Fusion oncoproteins play a crucial role in cancer biology, yet their structural and functional characterization remains challenging. While methods for the identification and annotation of gene fusions are well established, approaches for deeper analysis of their protein products are still under development. In this thesis, I investigate the potential of Large Language Models (LLMs) to support the study of fusion oncoproteins, with a focus on both their sequences and three-dimensional structures. To this end, datasets were assembled from FusionPDB, UniProtKB, and collections of non-oncogenic proteins. Importantly, because fusion proteins are not directly annotated in standard repositories, their sequences had to be reconstructed by extracting genomic information (including gene coordinates, exon boundaries, and breakpoint positions) and subsequently translating these into protein products.
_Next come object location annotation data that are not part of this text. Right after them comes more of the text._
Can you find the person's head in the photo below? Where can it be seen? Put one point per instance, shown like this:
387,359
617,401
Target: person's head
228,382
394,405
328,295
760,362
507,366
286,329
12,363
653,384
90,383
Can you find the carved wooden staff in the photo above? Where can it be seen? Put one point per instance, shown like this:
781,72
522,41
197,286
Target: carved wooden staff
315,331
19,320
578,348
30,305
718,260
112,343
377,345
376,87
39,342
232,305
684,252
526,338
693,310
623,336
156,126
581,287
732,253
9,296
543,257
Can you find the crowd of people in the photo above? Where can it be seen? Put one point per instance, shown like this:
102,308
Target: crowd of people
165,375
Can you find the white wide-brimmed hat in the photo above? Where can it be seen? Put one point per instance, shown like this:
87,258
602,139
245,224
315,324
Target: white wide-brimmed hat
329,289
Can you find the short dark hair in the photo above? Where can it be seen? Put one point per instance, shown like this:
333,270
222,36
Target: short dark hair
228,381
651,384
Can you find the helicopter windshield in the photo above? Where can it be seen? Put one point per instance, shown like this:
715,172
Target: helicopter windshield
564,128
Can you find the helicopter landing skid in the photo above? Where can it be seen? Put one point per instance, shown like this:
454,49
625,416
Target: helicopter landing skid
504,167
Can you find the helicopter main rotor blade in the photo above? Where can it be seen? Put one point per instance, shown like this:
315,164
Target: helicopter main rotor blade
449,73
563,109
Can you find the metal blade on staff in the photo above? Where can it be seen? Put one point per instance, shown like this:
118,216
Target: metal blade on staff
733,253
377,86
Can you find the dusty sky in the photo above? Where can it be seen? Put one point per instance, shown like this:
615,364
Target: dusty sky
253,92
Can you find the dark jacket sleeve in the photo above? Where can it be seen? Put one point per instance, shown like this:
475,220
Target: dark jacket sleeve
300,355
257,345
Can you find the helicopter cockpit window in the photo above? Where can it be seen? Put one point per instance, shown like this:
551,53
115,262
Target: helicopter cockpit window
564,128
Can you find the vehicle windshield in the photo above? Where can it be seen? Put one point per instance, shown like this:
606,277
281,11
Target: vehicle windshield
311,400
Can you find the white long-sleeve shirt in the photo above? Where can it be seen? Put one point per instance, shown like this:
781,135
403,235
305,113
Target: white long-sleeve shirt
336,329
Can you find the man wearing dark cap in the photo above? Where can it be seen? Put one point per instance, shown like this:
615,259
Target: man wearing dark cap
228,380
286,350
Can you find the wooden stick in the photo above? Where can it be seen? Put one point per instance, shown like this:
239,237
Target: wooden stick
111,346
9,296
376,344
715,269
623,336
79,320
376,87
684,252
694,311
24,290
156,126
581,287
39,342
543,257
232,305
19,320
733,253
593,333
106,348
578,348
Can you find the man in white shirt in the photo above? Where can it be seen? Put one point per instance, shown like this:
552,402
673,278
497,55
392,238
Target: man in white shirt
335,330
LLM-based embeddings of protein sequences were used for classification tasks: wild-type versus fusion proteins (mean bootstrap accuracy: 89.37%, 95% CI: 88.62–90.01%) and oncogenic versus non-oncogenic proteins (mean bootstrap accuracy: 89.36%, 95% CI: 88.66–90.03%). In addition, protein 3D structures were converted into graphs to explore structural features; remarkably, the average node degree achieved a perfect separation between oncogenic and non-oncogenic proteins (100%). These results suggest that LLMs and graph-based representations provide promising tools for the study of fusion oncoproteins, highlighting their potential in advancing the structural and functional characterization of these critical biomolecules.